The first term of the right side can be evaluated by the Gauss integral relation, having the following transformation:

$$ {\displaystyle \begin{array}{l}\frac{\partial \varDelta p}{\partial \boldsymbol{\upchi}}=\frac{1}{\int_{\varGamma_{in, out}}1\mathrm{d}s}\bullet \left(\frac{\int_{\varOmega}\nabla \bullet p d\varOmega}{\partial \boldsymbol{\upchi}}\right)\\ {}-\frac{1}{\int_{\varGamma_{in, out}}1\mathrm{d}s}\bullet \left({{\boldsymbol{\uplambda}}_{in}}^T\frac{\partial {\mathbf{R}}_{\varGamma_{in}}\left(\mathbf{u},\boldsymbol{\upchi} \right)}{\partial \boldsymbol{\upchi}}-{{\boldsymbol{\uplambda}}_{out}}^T\frac{\partial {\mathbf{R}}_{\varGamma_{out}}\left(\mathbf{u},\boldsymbol{\upchi} \right)}{\partial \boldsymbol{\upchi}}\right)\end{array}} $$

(32)

in the case where the boundary conditions are symmetrical on all external walls of domain, except for the inlet and outlet.
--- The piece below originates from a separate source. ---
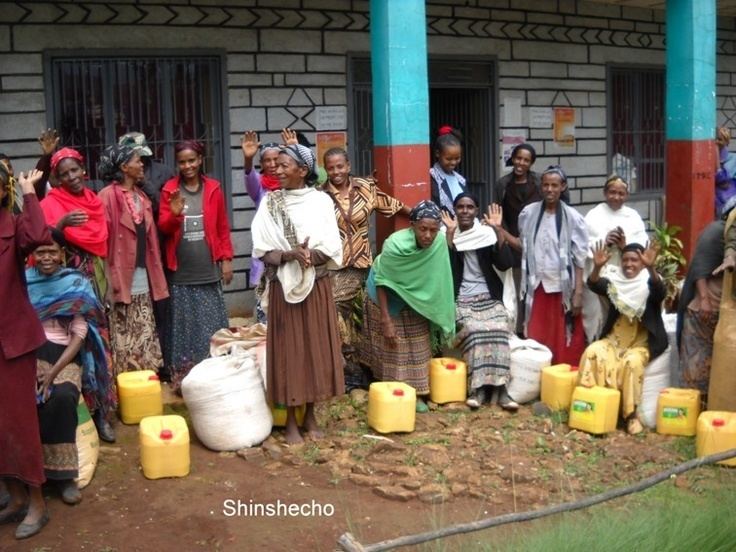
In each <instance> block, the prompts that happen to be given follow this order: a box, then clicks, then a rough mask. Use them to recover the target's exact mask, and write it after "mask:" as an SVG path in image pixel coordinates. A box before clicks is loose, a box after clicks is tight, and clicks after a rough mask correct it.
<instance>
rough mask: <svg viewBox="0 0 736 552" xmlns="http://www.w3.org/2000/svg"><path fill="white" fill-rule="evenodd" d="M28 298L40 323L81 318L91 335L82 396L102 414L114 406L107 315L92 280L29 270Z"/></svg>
mask: <svg viewBox="0 0 736 552" xmlns="http://www.w3.org/2000/svg"><path fill="white" fill-rule="evenodd" d="M26 281H27V282H28V297H29V299H30V300H31V304H32V305H33V308H34V309H35V310H36V314H38V317H39V319H40V320H41V321H42V322H43V321H45V320H50V319H52V318H66V319H71V318H72V317H73V316H74V315H76V314H80V315H82V316H83V317H84V319H85V320H86V321H87V325H88V327H89V332H88V333H87V337H86V339H85V342H84V345H83V347H82V349H81V350H80V352H79V354H80V357H81V361H82V392H83V393H84V395H85V399H87V402H88V404H91V405H93V406H94V407H95V408H100V409H102V411H103V412H108V411H109V410H111V408H112V405H113V404H114V402H115V397H114V394H113V393H112V392H111V391H112V381H111V380H110V374H109V371H108V364H107V359H108V357H109V345H108V337H107V330H106V329H105V314H104V311H103V309H102V305H101V304H100V302H99V301H98V299H97V296H96V295H95V292H94V290H93V289H92V285H91V284H90V282H89V280H88V279H87V278H86V277H85V276H84V275H83V274H82V273H81V272H78V271H76V270H72V269H69V268H61V269H59V270H57V271H56V272H54V273H53V274H52V275H50V276H45V275H43V274H41V273H40V272H39V271H38V270H37V269H36V268H29V269H27V270H26Z"/></svg>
Therefore, the description of pressure drop has been adopted in this work.

At each TO iteration, design variables update according to the values of the objective/constraint functions and their sensitivities to small perturbations of physical design variables. It has been proven that the number of the adjoint functions is small compared to the substantial number of local variations of TO design.